Dit n’y avoir pas lieu à valider la saisie conservatoire;
Ordonne l’exécution provisoire du présent jugement jusqu’à concurrence de la somme de 500.000 F CFA.
Condamne Ousseynou SOW aux dépens.
OBSERVATIONS
Par Ndiaw DIOUF, agrégé des Facultés de droit, Directeur du CREDILA
1.123.572 F CFA : c’est la somme réclamée par le propriétaire d’un véhicule pour la réparation d’une porte enfoncée à la suite d’un accident de la circulation. Une telle somme peut paraître excessive au regard des dégâts causés. C’est du moins le sentiment du défendeur à l’action qui a réclamé une expertise pour une détermination plus juste de l’indemnité. Le Juge n’a accédé à cette demande. Il appartient à d’autres de dire si le prix d’une portière de voiture peut se chiffrer en millions de francs.
Pour notre part, nous nous bornerons à jeter un regard sur le problème sous-jacent, à savoir le problème des suites de la saisie conservatoire qui avait été pratiquée par le propriétaire du véhicule endommagé. Se fondant sur ce que le véhicule circulait sans assurance et qu’il n’avait aucune garantie de paiement des sommes nécessaires pour la remise en état du véhicule, il avait demandé au Tribunal la validation de la saisie conservatoire pratiquée.
Le défendeur, en ce qui le concerne, a fait valoir que les dispositions régissant la saisie entre les mains d’un tiers n’ont pas été respectées et qu’il y avait lieu d’annuler la saisie ainsi pratiquée. Ce système ne pouvait pas prospérer car, comme l’a justement rappelé le Tribunal, il n’y a pas lieu d’appliquer en l’espèce les dispositions régissant la saisie pratiquée entre les mains d’un tiers. En effet, la saisie a été pratiquée au domicile du saisi, même si c’était en présence d’un tiers. En tout état de cause, le Tribunal n’aurait en aucun cas pu annuler la saisie, cette question relevant de la compétence du Juge de l’exécution visé à l’article 49 AU/RVE.

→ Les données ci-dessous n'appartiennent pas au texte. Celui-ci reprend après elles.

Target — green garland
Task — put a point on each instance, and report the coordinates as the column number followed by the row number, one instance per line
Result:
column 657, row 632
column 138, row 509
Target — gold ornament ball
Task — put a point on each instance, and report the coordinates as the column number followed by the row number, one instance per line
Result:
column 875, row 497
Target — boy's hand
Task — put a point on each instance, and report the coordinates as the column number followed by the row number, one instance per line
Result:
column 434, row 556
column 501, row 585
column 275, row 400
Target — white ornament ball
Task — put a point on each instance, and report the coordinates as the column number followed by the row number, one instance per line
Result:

Le rejet des moyens de défense opposé ne signifiait pas cependant que le demandeur allait obtenir totale satisfaction. Sa demande, en ce qu’elle tendait à la validation de la saisie, ne pouvait être que rejetée, une telle procédure n’étant pas prévue par l’Acte Uniforme portant organisation des procédures simplifiées de recouvrement et des voies d’exécution. Aujourd’hui, le créancier qui a pratiqué une saisie conservatoire et qui veut passer au stade de l’exécution signifie seulement un acte de conversion. Hélas ! Beaucoup de créanciers ignorent que le législateur communautaire leur a simplifié la tâche en les dispensant désormais de la procédure de validation.